Esta realidad del gatopardismo no es exclusiva de la sociedad civil. Por desgracia, en la Iglesia, también se da. Afirmar que es práctica habitual sería mentir, sin embargo, en algunos asuntos parece que su presencia tiene vocación de anidar y permanecer. La forma de hacerlo es sumamente sencilla y hasta puede pasar desapercibida para quienes no estén muy atentos.
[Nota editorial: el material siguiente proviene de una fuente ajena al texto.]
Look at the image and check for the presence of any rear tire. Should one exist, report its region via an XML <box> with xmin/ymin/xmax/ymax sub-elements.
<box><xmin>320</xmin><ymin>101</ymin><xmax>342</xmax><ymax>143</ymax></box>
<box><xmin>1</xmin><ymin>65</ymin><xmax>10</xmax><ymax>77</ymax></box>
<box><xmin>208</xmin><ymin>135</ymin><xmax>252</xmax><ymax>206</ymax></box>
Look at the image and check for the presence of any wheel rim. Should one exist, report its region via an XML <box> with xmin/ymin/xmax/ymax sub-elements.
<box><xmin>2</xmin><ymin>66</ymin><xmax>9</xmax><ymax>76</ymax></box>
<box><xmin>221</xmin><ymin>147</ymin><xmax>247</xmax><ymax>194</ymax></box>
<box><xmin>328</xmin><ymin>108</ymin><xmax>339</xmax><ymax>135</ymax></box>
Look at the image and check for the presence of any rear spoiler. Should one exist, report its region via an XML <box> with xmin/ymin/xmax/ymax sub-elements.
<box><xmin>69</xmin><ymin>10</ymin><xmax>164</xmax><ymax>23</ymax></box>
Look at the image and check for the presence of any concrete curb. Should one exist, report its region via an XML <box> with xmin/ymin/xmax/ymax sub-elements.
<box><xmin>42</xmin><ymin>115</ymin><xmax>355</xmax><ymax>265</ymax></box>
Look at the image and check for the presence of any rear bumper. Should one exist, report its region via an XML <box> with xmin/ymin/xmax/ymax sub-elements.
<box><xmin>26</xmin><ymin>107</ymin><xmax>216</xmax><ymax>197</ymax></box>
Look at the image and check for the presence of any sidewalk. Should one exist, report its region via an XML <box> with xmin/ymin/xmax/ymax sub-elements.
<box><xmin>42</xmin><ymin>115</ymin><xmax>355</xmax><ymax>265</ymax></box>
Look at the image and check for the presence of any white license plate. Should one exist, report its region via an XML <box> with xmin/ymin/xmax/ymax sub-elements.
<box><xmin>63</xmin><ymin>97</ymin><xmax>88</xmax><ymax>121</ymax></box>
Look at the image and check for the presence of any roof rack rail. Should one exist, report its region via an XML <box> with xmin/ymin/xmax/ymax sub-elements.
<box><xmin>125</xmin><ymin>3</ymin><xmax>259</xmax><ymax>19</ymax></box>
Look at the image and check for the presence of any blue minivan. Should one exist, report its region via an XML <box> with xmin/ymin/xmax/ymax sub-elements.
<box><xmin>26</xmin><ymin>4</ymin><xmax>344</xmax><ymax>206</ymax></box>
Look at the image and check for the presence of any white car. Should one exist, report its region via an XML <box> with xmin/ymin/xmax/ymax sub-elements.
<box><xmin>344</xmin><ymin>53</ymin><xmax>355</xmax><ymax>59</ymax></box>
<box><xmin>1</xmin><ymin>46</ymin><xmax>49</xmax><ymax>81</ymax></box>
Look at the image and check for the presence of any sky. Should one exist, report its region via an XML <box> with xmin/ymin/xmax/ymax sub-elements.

Francisco, en las muchas entrevistas que concede, suele repetir que él está “abriendo procesos”. Esos procesos deben tener su continuidad natural en las diferentes conferencias episcopales y, cada obispo, debería -y hablo hipotéticamente, no diciendo lo que tendría que hacer un obispo- aplicar esos procesos en función de las necesidades, realidad y velocidad adecuadas a sus diócesis.

Diferencias culturales

La universalidad de la Iglesia, que es ya de por sí una gran riqueza, añade además la posibilidad de mostrar soluciones a temas comunes desde ópticas distintas. Nadie puede pensar que, por ejemplo, la Iglesia de hispanoamericana sea igual que la europea o la africana. Las diferencias culturales, y más dentro del mundo globalizado en el que vivimos, son posibilidad de encuentro, de aprender unos de otros y unos con otros, porque ya se sabe que, cuando nos unimos para hacer el bien, somos una fuerza imparable. Y, aquí, no hay gatopardismo que valga porque la Iglesia, a la hora de ayudar y promover a las personas para que puedan tener un futuro de esperanza en esta vida, lo ha dado todo, lo da todo y lo dará todo, con la misma eficacia de la multiplicación de los panes y los peces.

Por lo demás, en otros asuntos, ese gatopardismo instalado ya, me temo que va a ser muy difícil de erradicar. No digo imposible porque es bueno mantener la esperanza y estar atentos -todos- a los cambios que vaya suscitando el Espíritu. Uno de los puntos más candentes donde el gatopardismo parece campar a sus anchas, es la realidad de la mujer en la Iglesia. ¿Palabras a favor de las mujeres? Todas y unas pocas más; ¿realidad? Otra muy distinta.

Discurso amenazado

Cuando un discurso está muy arraigado en la mente -y en el espíritu de alguien- el subconsciente suele jugar malas pasadas. Así, cuando en una pregunta o frase se escuchan seguidas las palabras mujer e Iglesia, en algunas personas suele saltar un resorte que les impide escuchar el resto de las palabras y, mucho menos, el contexto en el que están dichas. ¿Por qué? ¿Por qué su discurso se ve amenazado? ¿Por qué creen que es el inicio de una especie de tercer grado? No, nada de eso. El resorte salta porque, de repente, la asociación de ideas presente en su discurso, les hace presentir que, tal vez, el cambio no deseado pueda llegar a darse.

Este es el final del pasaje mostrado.